Don’t get me wrong. Filipino cuisine is tasty. Some of my favorite dishes to eat are cultural classics like tinolang manok, pork adobo, sinigang, and of course, rice. The ingredients here in Manila are beautiful as the city itself. The hot, humid weather and the fact that the ocean is my backyard reminds me so much of being back in Louisiana. The ingredient selections I had there are super similar to what I have here in Southeast Asia. The majority of the dishes in Filipino cuisine are either composed of pork, chicken, or fresh seafood. The classic dishes here are influenced heavily by Spanish and French heritage just like in they are in New Orleans.

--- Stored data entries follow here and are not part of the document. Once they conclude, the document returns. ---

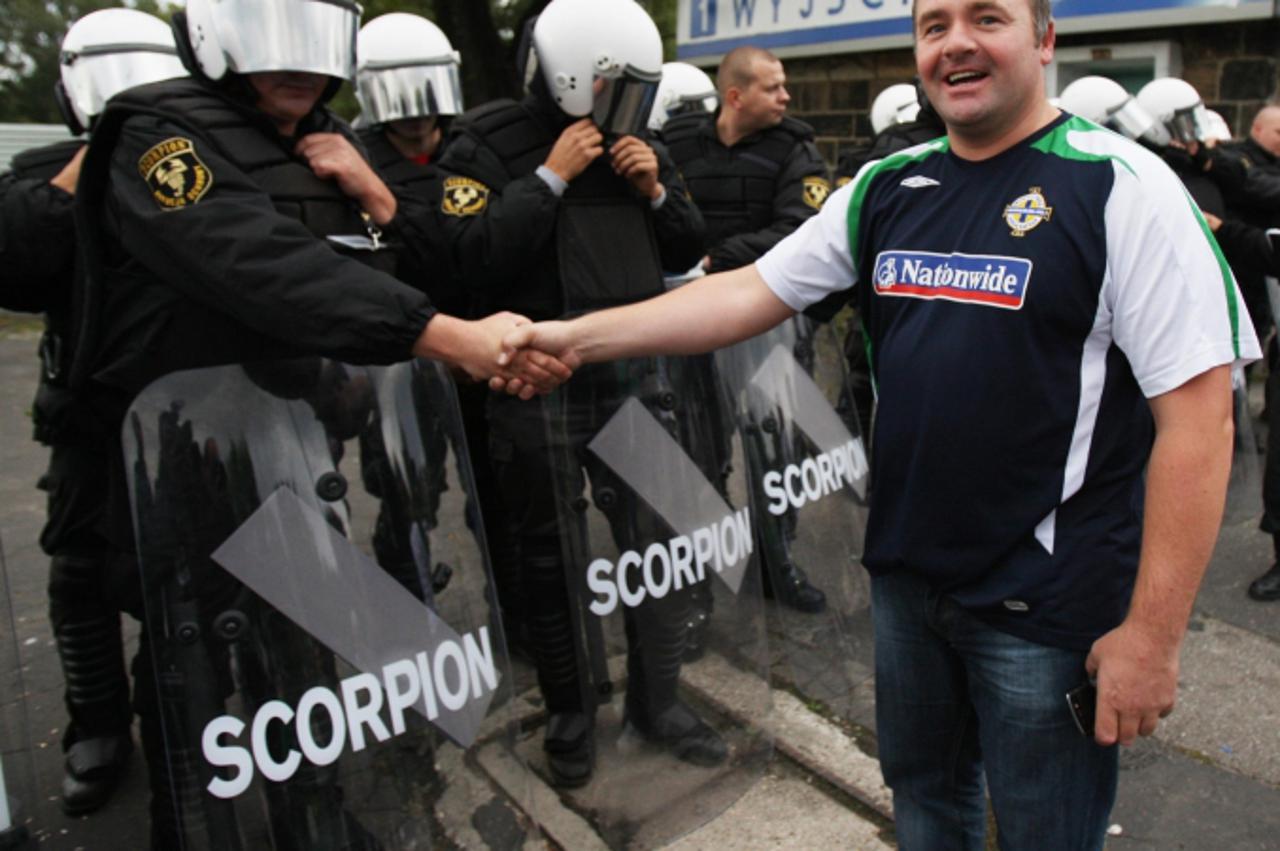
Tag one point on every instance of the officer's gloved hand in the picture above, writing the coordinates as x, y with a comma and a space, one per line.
333, 158
636, 161
576, 149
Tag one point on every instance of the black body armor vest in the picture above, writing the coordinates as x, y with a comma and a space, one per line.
606, 247
734, 187
245, 137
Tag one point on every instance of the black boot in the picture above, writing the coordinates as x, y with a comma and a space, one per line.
679, 730
790, 586
94, 769
568, 745
1266, 588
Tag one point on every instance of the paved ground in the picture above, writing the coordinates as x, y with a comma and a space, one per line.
1208, 779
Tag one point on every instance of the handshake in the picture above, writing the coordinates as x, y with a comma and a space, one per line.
507, 349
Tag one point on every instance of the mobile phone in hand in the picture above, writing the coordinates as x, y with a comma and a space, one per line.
1083, 703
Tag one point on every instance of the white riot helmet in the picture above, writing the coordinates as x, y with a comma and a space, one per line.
250, 36
897, 104
108, 51
1105, 101
607, 45
406, 68
1178, 106
684, 88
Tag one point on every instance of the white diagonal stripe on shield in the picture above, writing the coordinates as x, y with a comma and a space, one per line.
302, 567
635, 445
785, 383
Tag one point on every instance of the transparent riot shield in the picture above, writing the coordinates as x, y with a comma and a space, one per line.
17, 772
319, 611
800, 449
662, 625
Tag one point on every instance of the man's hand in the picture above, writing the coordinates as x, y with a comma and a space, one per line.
478, 348
534, 341
1137, 676
333, 158
638, 163
575, 150
69, 175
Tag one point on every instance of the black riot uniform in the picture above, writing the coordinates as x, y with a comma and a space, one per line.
524, 248
424, 254
1255, 197
209, 242
37, 229
753, 195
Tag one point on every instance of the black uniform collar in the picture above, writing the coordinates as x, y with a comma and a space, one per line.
1258, 154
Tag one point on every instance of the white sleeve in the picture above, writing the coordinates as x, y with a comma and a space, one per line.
814, 260
1175, 307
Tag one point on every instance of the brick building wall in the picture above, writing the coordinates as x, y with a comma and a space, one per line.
1233, 65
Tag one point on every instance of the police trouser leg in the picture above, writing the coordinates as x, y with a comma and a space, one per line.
90, 646
1271, 469
487, 509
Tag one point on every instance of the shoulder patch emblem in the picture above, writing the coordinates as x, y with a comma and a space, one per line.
816, 191
176, 175
1025, 213
464, 197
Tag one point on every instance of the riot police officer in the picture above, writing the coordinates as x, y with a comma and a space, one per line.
103, 54
408, 88
229, 218
556, 206
755, 175
901, 117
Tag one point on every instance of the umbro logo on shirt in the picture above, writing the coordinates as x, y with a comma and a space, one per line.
919, 182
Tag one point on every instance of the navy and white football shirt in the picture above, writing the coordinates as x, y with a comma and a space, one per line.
1020, 312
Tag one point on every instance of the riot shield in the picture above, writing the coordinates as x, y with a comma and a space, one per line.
17, 772
649, 540
321, 620
805, 462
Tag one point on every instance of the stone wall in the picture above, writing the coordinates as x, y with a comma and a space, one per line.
1233, 65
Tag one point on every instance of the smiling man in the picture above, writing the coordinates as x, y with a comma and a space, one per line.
1048, 316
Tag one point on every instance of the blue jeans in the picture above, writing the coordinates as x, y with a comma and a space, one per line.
956, 700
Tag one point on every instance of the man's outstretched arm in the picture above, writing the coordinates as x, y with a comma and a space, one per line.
708, 314
476, 347
1136, 664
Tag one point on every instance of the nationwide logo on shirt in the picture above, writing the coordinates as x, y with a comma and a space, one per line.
976, 279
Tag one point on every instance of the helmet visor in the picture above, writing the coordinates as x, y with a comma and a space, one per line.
391, 92
1132, 120
1189, 124
624, 103
316, 36
703, 103
95, 74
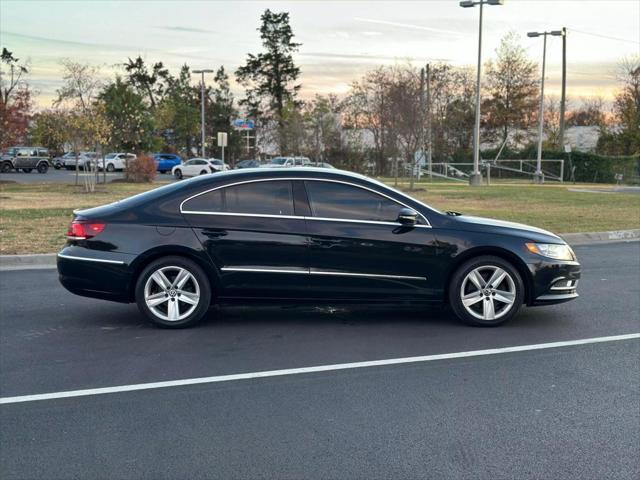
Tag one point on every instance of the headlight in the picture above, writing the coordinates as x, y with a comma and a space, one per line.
552, 250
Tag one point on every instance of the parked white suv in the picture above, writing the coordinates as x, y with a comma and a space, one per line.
68, 160
116, 161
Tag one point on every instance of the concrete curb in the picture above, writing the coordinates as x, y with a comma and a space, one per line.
27, 262
588, 238
48, 260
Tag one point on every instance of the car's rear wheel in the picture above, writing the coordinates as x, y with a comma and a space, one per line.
486, 291
173, 292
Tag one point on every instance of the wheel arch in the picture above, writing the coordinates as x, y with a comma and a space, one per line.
502, 253
201, 259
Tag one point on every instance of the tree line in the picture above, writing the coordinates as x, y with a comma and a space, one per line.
383, 117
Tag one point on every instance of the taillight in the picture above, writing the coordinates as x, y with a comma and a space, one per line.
83, 229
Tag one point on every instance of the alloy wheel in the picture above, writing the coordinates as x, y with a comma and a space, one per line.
488, 292
172, 293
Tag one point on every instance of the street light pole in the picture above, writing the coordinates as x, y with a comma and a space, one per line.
202, 72
475, 179
538, 176
563, 95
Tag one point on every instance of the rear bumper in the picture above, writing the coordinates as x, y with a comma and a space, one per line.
95, 274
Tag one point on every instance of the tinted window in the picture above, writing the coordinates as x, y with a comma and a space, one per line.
336, 200
208, 202
267, 198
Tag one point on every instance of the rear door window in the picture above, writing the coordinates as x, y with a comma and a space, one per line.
260, 198
340, 201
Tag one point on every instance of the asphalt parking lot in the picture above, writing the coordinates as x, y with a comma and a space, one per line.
570, 411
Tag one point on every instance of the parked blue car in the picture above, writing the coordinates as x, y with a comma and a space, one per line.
166, 161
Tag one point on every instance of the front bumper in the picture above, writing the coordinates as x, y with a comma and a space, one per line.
554, 282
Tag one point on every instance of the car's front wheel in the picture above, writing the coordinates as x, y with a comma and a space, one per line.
486, 291
173, 292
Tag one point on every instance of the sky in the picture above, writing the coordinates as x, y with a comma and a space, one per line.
340, 39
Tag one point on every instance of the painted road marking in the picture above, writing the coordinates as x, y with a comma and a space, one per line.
319, 368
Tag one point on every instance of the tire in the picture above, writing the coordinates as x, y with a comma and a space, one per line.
170, 310
487, 305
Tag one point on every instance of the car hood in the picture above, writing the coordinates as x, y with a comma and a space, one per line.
491, 225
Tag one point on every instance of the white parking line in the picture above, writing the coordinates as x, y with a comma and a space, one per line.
319, 368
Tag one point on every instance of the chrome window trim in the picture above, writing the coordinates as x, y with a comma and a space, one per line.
295, 270
87, 259
198, 212
311, 271
229, 214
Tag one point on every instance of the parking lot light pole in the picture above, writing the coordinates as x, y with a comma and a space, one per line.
538, 176
202, 72
475, 179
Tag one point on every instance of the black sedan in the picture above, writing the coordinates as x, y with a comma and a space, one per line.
307, 235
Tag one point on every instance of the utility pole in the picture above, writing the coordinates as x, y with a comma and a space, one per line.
563, 95
538, 175
475, 179
420, 131
202, 72
429, 138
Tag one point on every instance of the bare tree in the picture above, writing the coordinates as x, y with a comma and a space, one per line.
16, 71
512, 85
367, 108
81, 84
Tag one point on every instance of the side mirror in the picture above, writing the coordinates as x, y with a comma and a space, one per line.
407, 216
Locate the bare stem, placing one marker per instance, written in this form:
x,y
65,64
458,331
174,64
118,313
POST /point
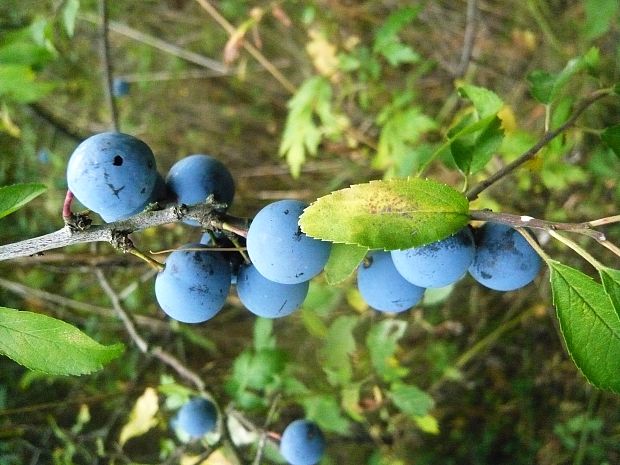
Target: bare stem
x,y
110,232
106,64
543,141
469,37
577,248
258,56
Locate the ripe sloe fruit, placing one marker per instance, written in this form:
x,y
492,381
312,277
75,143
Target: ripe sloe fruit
x,y
279,250
112,174
302,443
194,284
383,288
439,263
504,260
196,417
267,298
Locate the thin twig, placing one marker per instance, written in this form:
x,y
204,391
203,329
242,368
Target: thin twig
x,y
529,222
59,300
577,249
112,232
468,38
106,64
141,343
532,151
258,56
130,327
162,45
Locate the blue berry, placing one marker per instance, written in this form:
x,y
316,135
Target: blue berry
x,y
196,417
279,250
120,87
382,287
112,174
192,179
439,263
194,285
267,298
302,443
504,260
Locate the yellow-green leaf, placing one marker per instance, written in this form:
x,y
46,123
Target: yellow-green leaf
x,y
390,214
343,260
14,197
142,416
589,324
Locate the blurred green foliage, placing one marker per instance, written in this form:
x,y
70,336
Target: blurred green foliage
x,y
471,376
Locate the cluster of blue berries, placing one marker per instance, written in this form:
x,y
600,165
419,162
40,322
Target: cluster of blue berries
x,y
495,255
302,442
115,175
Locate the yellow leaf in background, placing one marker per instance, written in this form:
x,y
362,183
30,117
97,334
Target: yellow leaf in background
x,y
142,416
428,424
509,122
323,54
7,124
216,458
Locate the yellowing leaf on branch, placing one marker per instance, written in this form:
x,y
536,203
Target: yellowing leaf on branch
x,y
142,416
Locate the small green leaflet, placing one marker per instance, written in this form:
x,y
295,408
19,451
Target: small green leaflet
x,y
42,343
382,342
471,153
611,283
589,324
337,350
611,137
343,260
546,87
391,214
302,133
14,197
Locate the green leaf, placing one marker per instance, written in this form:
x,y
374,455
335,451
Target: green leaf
x,y
142,417
611,283
485,101
18,83
343,261
382,342
326,412
542,84
428,424
302,135
600,14
401,131
410,399
397,53
14,197
69,14
391,214
337,349
589,324
388,32
471,153
263,334
43,343
611,137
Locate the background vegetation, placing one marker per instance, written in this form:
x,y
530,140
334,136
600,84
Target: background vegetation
x,y
346,92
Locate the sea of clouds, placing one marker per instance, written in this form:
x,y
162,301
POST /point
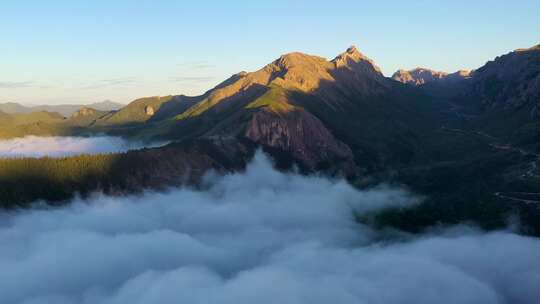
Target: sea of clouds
x,y
57,146
256,237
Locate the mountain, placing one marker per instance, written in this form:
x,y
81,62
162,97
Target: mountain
x,y
65,110
509,81
319,111
469,142
423,76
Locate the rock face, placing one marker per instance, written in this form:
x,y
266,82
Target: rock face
x,y
302,135
84,112
149,110
509,81
423,76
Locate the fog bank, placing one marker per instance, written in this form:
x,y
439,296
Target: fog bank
x,y
57,146
257,237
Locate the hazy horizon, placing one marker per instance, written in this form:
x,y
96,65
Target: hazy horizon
x,y
188,48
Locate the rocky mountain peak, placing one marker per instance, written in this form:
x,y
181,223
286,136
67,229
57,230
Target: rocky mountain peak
x,y
354,60
84,112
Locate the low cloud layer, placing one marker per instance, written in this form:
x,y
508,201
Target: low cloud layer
x,y
257,237
34,146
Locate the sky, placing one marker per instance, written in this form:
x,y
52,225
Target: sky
x,y
56,52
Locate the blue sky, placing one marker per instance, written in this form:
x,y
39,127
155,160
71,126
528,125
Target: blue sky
x,y
87,51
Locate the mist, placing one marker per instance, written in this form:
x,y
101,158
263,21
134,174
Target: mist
x,y
261,236
57,146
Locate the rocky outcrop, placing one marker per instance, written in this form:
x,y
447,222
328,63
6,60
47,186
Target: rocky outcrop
x,y
349,71
84,112
423,76
149,110
509,81
303,136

Speaking of New Orleans, I’ve missed Creole country. I get misty with the nostalgia of a roux-based dish, or gravy made in an iron skillet. Or a crawfish boil with spices so hot, it makes you sweat. From the years I spent in Houston, I often crave sticky slabs of ribs, a dry rubbed brisket, and a mountain of potato salad, Texas BBQ style. Have you ever had Boudin links wrapped in aluminum foil hot out of the steamer? Or soft shell crab tacos loaded with avocado and green garlic? I want those flavors in my life. I want cayenne and jalapeno, and the sacred Cajun trinity (celery, onion, bell pepper), the key to almost every Cajun dish done right. I want to see those colors on my plate.
I would have never expected moving to many different cities would have affected my life so positively. It has exposed me to so many wonderful food traditions and has made me the cook I am today. I have watched all my different experiences working in countless jobs, not just restaurants, become tributaries toward growing my food hobby into a promising profession. It drives me to keep moving and keep evolving. Coming to Manila has exposed me to a whole other set of rules, recipes, and culture to add to my personal food journey.
In many ways, I am starting over in Manila, and it’s both scary and exciting. With all my experiences, however, starting from scratch has never felt so right. My blog, Clean Slate, will be a documentation of this new chapter and I am excited to take you with me as I experience it.